Gap Inc. has announced it will be requiring customers to wear masks while shopping in stores starting Aug. 1.
Like many businesses and restaurants, the clothing store giant has adopted a mask mandate amid a recent surge in COVID-19 cases in many states in the U.S.
“Given the recent increase in COVID-19 cases in the US and Canada, we want to do everything we can to help stop the spread of the virus,” according to a Gap news release. “That’s why we are adjusting our current policy and requiring all customers to wear masks in all of our North America Gap, Old Navy, Banana Republic, Athleta, Intermix and Janie and Jack stores.”
Employees have already been required to wear masks while on duty, according to the news release. The policy will exempt small children and people with underlying health conditions from wearing a facial covering.

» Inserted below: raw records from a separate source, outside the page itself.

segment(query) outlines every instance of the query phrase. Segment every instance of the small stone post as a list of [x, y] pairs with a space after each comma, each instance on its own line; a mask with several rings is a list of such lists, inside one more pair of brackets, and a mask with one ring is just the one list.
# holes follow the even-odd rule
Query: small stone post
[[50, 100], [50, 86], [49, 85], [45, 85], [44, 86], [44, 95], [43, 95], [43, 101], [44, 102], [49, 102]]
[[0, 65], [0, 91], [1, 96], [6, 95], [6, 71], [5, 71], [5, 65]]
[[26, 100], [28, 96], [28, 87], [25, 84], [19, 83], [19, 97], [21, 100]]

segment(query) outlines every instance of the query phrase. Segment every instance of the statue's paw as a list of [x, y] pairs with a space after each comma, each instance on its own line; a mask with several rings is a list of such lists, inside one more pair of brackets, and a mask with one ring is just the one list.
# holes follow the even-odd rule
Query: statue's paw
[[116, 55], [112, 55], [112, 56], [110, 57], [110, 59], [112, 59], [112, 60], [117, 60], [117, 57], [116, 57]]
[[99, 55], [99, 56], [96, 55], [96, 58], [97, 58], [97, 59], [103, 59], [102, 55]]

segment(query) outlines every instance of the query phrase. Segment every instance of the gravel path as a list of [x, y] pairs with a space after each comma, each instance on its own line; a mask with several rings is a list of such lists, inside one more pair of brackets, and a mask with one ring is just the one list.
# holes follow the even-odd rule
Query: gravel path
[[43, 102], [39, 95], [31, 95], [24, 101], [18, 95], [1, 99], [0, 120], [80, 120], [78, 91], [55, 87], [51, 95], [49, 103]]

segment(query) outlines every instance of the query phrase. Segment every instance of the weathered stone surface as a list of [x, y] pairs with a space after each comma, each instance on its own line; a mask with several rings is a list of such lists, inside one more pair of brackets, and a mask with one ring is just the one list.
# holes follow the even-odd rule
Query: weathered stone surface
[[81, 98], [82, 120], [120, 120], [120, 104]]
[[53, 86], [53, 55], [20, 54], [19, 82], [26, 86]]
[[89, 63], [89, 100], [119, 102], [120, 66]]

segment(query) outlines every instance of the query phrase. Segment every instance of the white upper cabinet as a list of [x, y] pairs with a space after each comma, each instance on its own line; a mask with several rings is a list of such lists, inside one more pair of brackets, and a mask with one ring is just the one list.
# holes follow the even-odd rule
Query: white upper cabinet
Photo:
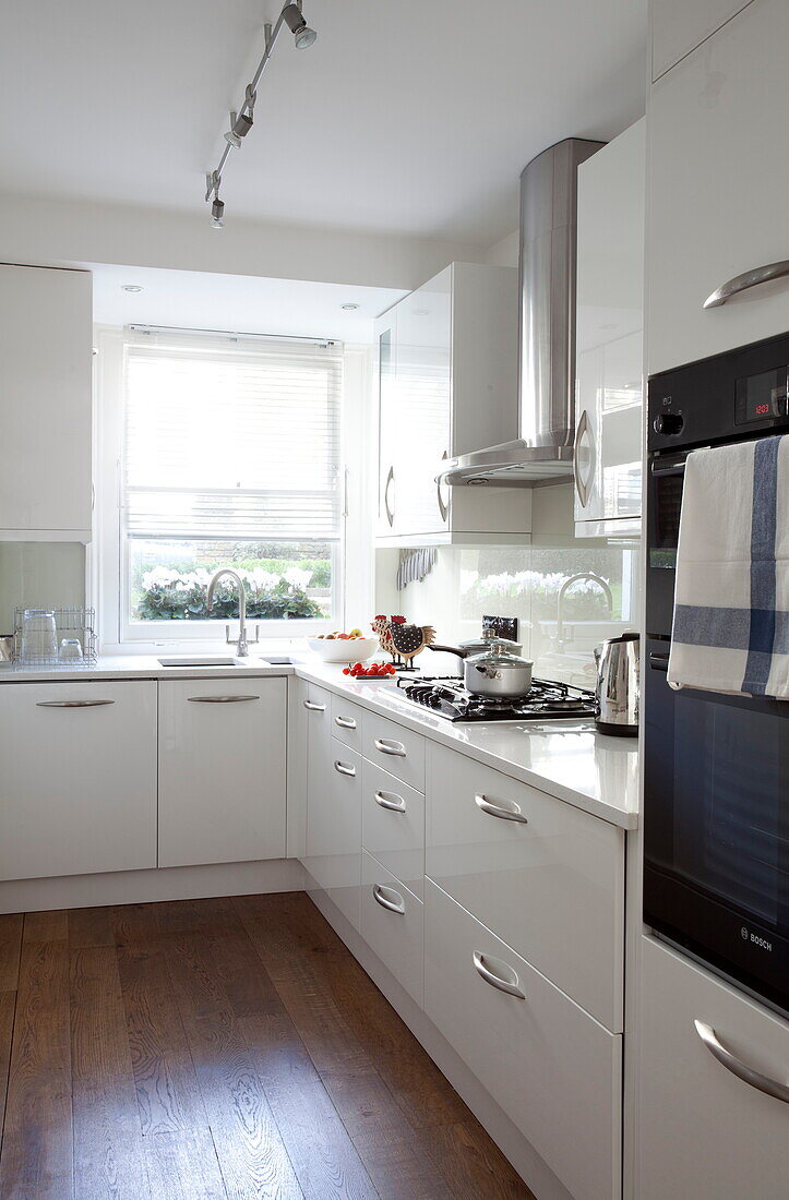
[[578, 170], [578, 536], [641, 514], [645, 173], [646, 119]]
[[0, 539], [90, 541], [91, 343], [89, 271], [0, 266]]
[[443, 458], [518, 437], [518, 271], [453, 263], [378, 320], [376, 341], [379, 545], [528, 533], [526, 490], [436, 482]]
[[754, 0], [650, 90], [650, 374], [789, 329], [785, 277], [704, 307], [789, 257], [787, 44], [787, 0]]
[[789, 1024], [668, 947], [642, 946], [635, 1194], [785, 1200]]
[[652, 80], [706, 41], [751, 0], [652, 0]]

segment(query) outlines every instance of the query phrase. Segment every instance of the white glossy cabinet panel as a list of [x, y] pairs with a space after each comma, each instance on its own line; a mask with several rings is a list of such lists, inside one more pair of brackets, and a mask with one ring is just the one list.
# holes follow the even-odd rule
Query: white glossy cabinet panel
[[706, 41], [751, 0], [651, 0], [652, 79]]
[[789, 1025], [668, 947], [642, 950], [639, 1200], [785, 1200], [789, 1104], [718, 1062], [695, 1021], [784, 1087]]
[[283, 857], [286, 702], [283, 678], [160, 683], [160, 866]]
[[381, 863], [361, 854], [361, 936], [419, 1006], [424, 1002], [424, 907]]
[[325, 776], [309, 793], [306, 845], [312, 878], [358, 930], [361, 755], [336, 738], [330, 739]]
[[622, 1028], [624, 835], [429, 744], [425, 872], [608, 1028]]
[[0, 265], [5, 540], [90, 541], [91, 295], [89, 271]]
[[0, 685], [0, 878], [156, 866], [155, 683]]
[[788, 43], [789, 5], [758, 0], [651, 88], [650, 374], [789, 329], [789, 278], [704, 308], [788, 256]]
[[430, 881], [425, 1012], [576, 1200], [620, 1196], [621, 1037]]
[[366, 712], [363, 724], [363, 754], [418, 792], [425, 790], [425, 739], [377, 713]]
[[361, 720], [364, 708], [345, 696], [331, 695], [331, 736], [352, 750], [361, 751]]
[[644, 119], [578, 170], [576, 536], [641, 512], [645, 190]]
[[361, 770], [361, 845], [423, 899], [425, 798], [366, 760]]

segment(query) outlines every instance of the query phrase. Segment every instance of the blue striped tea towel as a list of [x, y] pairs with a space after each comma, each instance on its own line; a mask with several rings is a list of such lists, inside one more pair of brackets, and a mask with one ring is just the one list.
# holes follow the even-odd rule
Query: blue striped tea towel
[[673, 688], [789, 700], [788, 517], [789, 437], [688, 455]]

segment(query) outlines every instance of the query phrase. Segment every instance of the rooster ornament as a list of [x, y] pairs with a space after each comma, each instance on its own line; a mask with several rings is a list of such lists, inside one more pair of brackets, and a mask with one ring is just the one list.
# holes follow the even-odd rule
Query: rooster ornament
[[[436, 641], [432, 625], [408, 625], [405, 617], [378, 616], [372, 622], [373, 632], [381, 642], [381, 649], [390, 654], [395, 661], [404, 659], [410, 667], [411, 660]], [[416, 670], [416, 668], [414, 668]]]

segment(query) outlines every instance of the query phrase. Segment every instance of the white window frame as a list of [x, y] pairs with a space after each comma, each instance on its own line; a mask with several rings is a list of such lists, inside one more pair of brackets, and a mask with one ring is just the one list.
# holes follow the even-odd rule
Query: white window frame
[[[128, 617], [128, 553], [122, 530], [124, 354], [127, 332], [122, 328], [95, 326], [97, 353], [94, 385], [94, 481], [95, 540], [88, 556], [88, 596], [96, 606], [102, 654], [153, 654], [179, 646], [216, 650], [225, 648], [225, 620], [132, 622]], [[275, 641], [280, 648], [316, 632], [363, 624], [372, 614], [373, 504], [372, 472], [366, 448], [371, 438], [370, 346], [343, 346], [343, 383], [340, 436], [340, 478], [343, 487], [342, 538], [333, 570], [337, 588], [336, 616], [304, 620], [265, 620], [261, 644]], [[334, 596], [333, 596], [334, 598]], [[247, 622], [255, 636], [252, 619]], [[295, 626], [295, 628], [294, 628]], [[238, 622], [231, 622], [231, 637]], [[255, 653], [252, 647], [251, 653]]]

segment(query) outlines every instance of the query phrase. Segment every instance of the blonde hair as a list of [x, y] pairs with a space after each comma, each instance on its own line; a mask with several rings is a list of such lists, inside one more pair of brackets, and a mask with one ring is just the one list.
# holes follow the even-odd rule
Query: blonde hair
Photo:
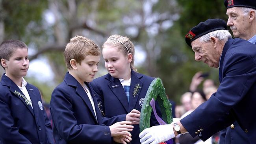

“We will be offering disposable masks to customers who need them and ask that our customers join us in helping to protect our communities and create an enjoyable and safe shopping experience for all,” the news release continued.
The company also reminded customers that as an alternative to physically shopping in-stores, options for curbside pickup as well as online shopping are still available.
"We’re all in this together. And we can’t thank our teams and customers enough for all they do to help keep each other and our communities safe,“ the news release concluded.
At the onset of the COVID-19 pandemic, many restaurants, as well as essential businesses such as grocery stores and pharmacies, required their employees and shoppers to wear masks, but some have been met with pushback from customers.
Stores such as Costco, Walmart and Home Depot have seen their fair share of resistant shoppers.
The U.S. Centers for Disease Control and Prevention Director Dr. Robert Redfield said in an interview on July 14 that if all Americans wore a mask, it could bring the COVID-19 pandemic under control in weeks.
“I think the data is clearly there, that masking works — whether it’s a face covering, whether it’s a simple surgical mask,” Redfield said.
Redfield spoke in a recent interview with the Journal of the American Medical Association (JAMA) regarding an editorial piece he had contributed to in the medical publication. The editorial, titled, “Universal Masking to Prevent SARS-CoV-2 Transmission—The Time Is Now” commented on various studies.
The CDC director said if the American public embraced masking now and did it rigorously, the U.S. could see relatively swift changes in the trajectory of the pandemic.
“If we could get everybody to wear a mask right now, I really do think over the next four, six, eight weeks, we could bring this epidemic under control,” Redfield said.
Redfield mentioned that he was “sad” to see the public health issue becoming politicized.
“Masking is not a political issue, it’s a public health issue. It really is a public responsibility for all of us,” Redfield said.
According to a widely-cited coronavirus pandemic model used by the White House, if almost everyone wears a mask in public over the next few months, tens of thousands of lives could be saved in the United States.
The projections, from the Institute for Health Metrics and Evaluation (IHME) at the University of Washington, compared different actions to control the spread of COVID-19.
"People need to know that wearing masks can reduce transmission of the virus by as much as 50 percent, and those who refuse are putting their lives, their families, their friends, and their communities at risk," IHME said in a statement.
CDC guidelines outline emerging evidence as to the effectiveness of wearing a face covering while out in public amid the ongoing pandemic.
Several studies have been cited on the CDC’s mask guidelines stating that wearing a face covering will greatly reduce the risk of coming in contact with respiratory droplets, which have played a major role in the spread of the novel coronavirus, according to the CDC website.
In early July, at the behest of medical professionals and scientists, the World Health Organization also updated their website to include emerging evidence that COVID-19 has the potential to be airborne in some cases.
“We acknowledge that there is emerging evidence in this field, as in all other fields regarding the COVID-19 virus and pandemic, and therefore we believe that we have to be open to this evidence and understand its implications regarding the modes of transmissions and regarding the precautions that need to be taken,” Dr. Benedetta Allegranzi, WHO's technical lead for infection prevention and control, said at a July 7 press conference.
Stephanie Weaver and FOX News contributed to this report.